The history of St. Cuthbert's chapel begins not long after the Sheepscot Island Company was established in 1881. Starting in 1894, services were first held in a little old school house that is no longer standing, and later on a cottage porch or in one of the cottages.
In 1899 it was felt that something should be done towards building a chapel on the island. A meeting was called and four resident clergymen were appointed to a committee to take the project in hand. The Sheepscot Island Company made a gift of land for the use of the chapel. A contribution of $200 was also received. The Rev. George Stevenson Pine of the committee secured the services of a friend, Edmund Q. Sylvester, a prominent Boston architect, to draw plans as a donation.

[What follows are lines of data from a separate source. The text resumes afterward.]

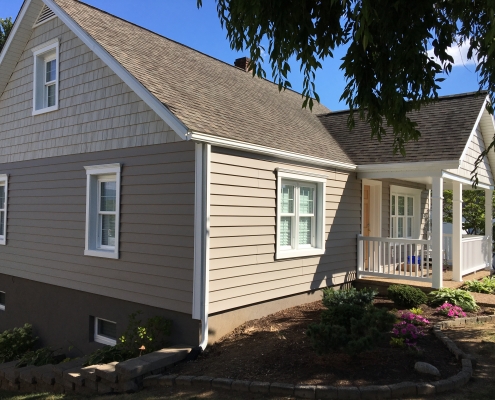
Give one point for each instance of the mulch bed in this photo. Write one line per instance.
(276, 349)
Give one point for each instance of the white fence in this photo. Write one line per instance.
(394, 258)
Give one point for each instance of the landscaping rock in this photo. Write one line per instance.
(427, 369)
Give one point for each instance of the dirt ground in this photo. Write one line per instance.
(276, 349)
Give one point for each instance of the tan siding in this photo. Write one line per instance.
(474, 148)
(97, 110)
(243, 209)
(46, 226)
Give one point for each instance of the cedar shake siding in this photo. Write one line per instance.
(243, 268)
(97, 110)
(46, 225)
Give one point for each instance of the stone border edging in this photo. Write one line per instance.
(302, 391)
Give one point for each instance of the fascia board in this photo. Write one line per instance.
(254, 148)
(155, 104)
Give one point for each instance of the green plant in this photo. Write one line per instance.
(363, 297)
(405, 296)
(15, 342)
(486, 285)
(139, 338)
(456, 297)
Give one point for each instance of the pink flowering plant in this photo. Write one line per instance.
(451, 310)
(409, 329)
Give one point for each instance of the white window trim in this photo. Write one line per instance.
(94, 173)
(416, 195)
(103, 339)
(320, 182)
(38, 52)
(4, 181)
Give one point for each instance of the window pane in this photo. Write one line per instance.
(285, 231)
(306, 200)
(287, 201)
(2, 197)
(410, 206)
(108, 329)
(51, 71)
(108, 230)
(108, 195)
(305, 230)
(401, 204)
(400, 227)
(51, 95)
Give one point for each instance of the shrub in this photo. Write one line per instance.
(486, 285)
(350, 323)
(139, 338)
(451, 311)
(405, 296)
(363, 297)
(456, 297)
(15, 342)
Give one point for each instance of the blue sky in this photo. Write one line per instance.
(180, 20)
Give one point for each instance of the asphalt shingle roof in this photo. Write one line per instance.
(445, 127)
(210, 96)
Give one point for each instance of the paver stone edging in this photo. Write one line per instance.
(393, 391)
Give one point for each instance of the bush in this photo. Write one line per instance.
(350, 323)
(405, 296)
(456, 297)
(486, 285)
(363, 297)
(139, 338)
(15, 342)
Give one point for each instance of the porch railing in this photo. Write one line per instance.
(407, 259)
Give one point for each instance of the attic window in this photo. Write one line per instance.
(45, 15)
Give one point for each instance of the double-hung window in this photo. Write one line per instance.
(102, 210)
(3, 208)
(404, 212)
(46, 77)
(300, 214)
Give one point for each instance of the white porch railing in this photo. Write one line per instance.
(475, 255)
(394, 258)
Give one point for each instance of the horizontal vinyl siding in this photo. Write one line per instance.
(97, 110)
(46, 225)
(243, 269)
(475, 147)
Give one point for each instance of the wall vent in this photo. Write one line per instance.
(45, 15)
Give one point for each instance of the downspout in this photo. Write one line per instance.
(202, 240)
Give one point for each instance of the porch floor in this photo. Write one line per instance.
(382, 283)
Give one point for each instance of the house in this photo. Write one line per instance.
(139, 174)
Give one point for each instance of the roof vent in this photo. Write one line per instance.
(243, 63)
(45, 15)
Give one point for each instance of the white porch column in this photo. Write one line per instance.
(488, 227)
(456, 231)
(437, 231)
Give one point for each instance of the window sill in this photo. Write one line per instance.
(281, 254)
(102, 253)
(45, 110)
(105, 340)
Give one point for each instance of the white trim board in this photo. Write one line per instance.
(145, 95)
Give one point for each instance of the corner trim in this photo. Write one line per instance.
(156, 105)
(254, 148)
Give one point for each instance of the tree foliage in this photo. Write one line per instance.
(387, 67)
(473, 210)
(5, 28)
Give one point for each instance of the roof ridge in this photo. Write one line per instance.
(188, 47)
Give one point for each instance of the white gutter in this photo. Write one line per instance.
(201, 275)
(254, 148)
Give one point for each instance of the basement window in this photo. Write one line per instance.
(105, 332)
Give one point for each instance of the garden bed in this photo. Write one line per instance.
(276, 349)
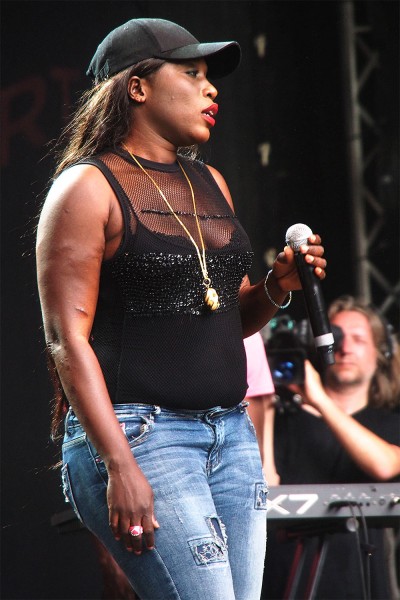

The name, St. Cuthbert's, was selected for several reasons. First there was no church or chapel of that name at the time in the United States. Also St. Cuthbert spend a large part of his life on an island, Lindisfarne, of the Northeast coast of England. St. Cuthbert was a man of large heart and it disturbed him to have anyone go hungry. One day when a boy came to him begging for food, Cuthbert looked up to heaven to pray. A hawk overhead dropped a fish which he gave to the boy. He was also a man of great mind and is honored today by the magnificent cathedral of Durham, England where his bones lie.
The chapel was consecrated in the name of St. Cuthbert's by the Rt. Rev. Robert Codman, then Bishop of Maine, on the Feast of the Transfiguration, August 6, 1902, the rainiest day of a wet summer. There was, however, no dampening to the glory and thanksgiving within. Those present and future attendees to St. Cuthbert's have felt it was good to be here. From that day to the present, services have been held in St. Cuthbert's throughout the summer season. All people are welcome!
Many memorials enhance the chapel's spiritual atmosphere, including reredos given in memory of Bowdoin Neally, the altar candlesticks and cross in memory of the Rev. and Mrs. Charles T. Whittemore, and the atlar given in memory of Sophia Raymond Brown. The carved panels represent St. Columba, St. Augustine of Canterbury, St. Cuthbert, St. Francis of Assisi, St. Margaret of Scotland, St. George, St. Agnes, and St. Hilda.
The kneelers, stole, and antependium were designed and mounted by Martha Rogers Zimilies in 1975 and stitched by islanders.